Además de tener un buen trabajo como docente, acepté encargarme de la guardería postescolar del lugar en que trabajaba. Solo una semana después, me dijeron que me encargaría de la guardería de otra escuela.
—Pero yo no manejo —dije a mi supervisora—, y no puedo depender del transporte público para llegar a tiempo.
—Lo lamento —me dijo ella—, pero otra persona, que lleva trabajando aquí más tiempo que tú, insiste en que ella debería encargarse de la guardería y no tú, que recién has llegado. Así que tendrás que trabajar en la otra escuela o perderás el de la guardería.
Estaba realmente preocupada. A mí me habían ofrecido encargarme de la guardería, y no a ella; yo simplemente lo había aceptado. Además, mi compañera maneja, ¿por qué no podía trabajar en la otra escuela? Sin embargo, no discutí ni insistí. Haría lo mejor posible por trabajar en la otra escuela luego de enseñar en esta todo el día. Necesitaba ese dinero extra.
Con el corazón apesadumbrado, hice lo necesario para cumplir con mi desafiante segundo trabajo durante los cinco meses siguientes. Para lograrlo, tenía que saltar de un colectivo a otro. El invierno se hizo más y más frío, y los días se hicieron cortos. Mi realidad se hacía difícil, especialmente cuando nevaba. Pero nunca me quejé. Solamente oré y esperé la ayuda de Dios.
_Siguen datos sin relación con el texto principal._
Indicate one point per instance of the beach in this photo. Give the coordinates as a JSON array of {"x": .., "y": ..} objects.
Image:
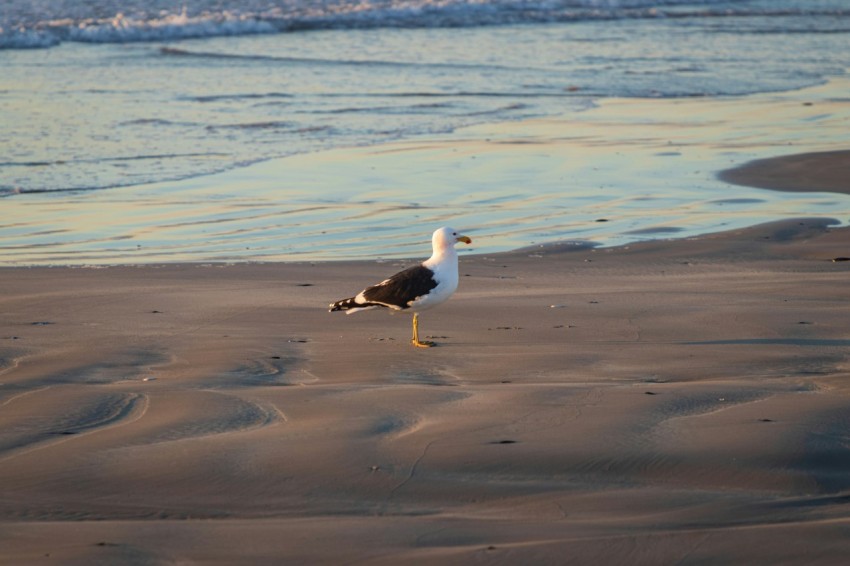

Llegó febrero, el mes en que los inspectores visitaban las escuelas y escribían informes. Un informe sugirió que yo debía cumplir con mis responsabilidades de guardería en mi propia escuela, y que la otra docente debía trabajar en la otra. Esta vez, mi colega no pudo negarse porque los inspectores habían evaluado la necesidad de que una persona experimentada hiciera el trabajo en la otra escuela. También aconsejaron que una maestra de Educación Especial, como era ella, fuera enviada allí. Estaban sorprendidos de que yo hubiera sido capaz de manejar a los niños durante cuatro meses sin ayuda especializada.
Yo sabía que mi Dios no me abandonaría. Por eso mantuve la fe y esperé a que actuara a su manera, en sus tiempos perfectos. Todavía trabajo en la guardería postescolar, y con paz. Dios prometió nunca dejar ni abandonar a sus hijos. Él nos observa y nos rodea con su favor. Esta es su promesa para mí ¡Y para ti!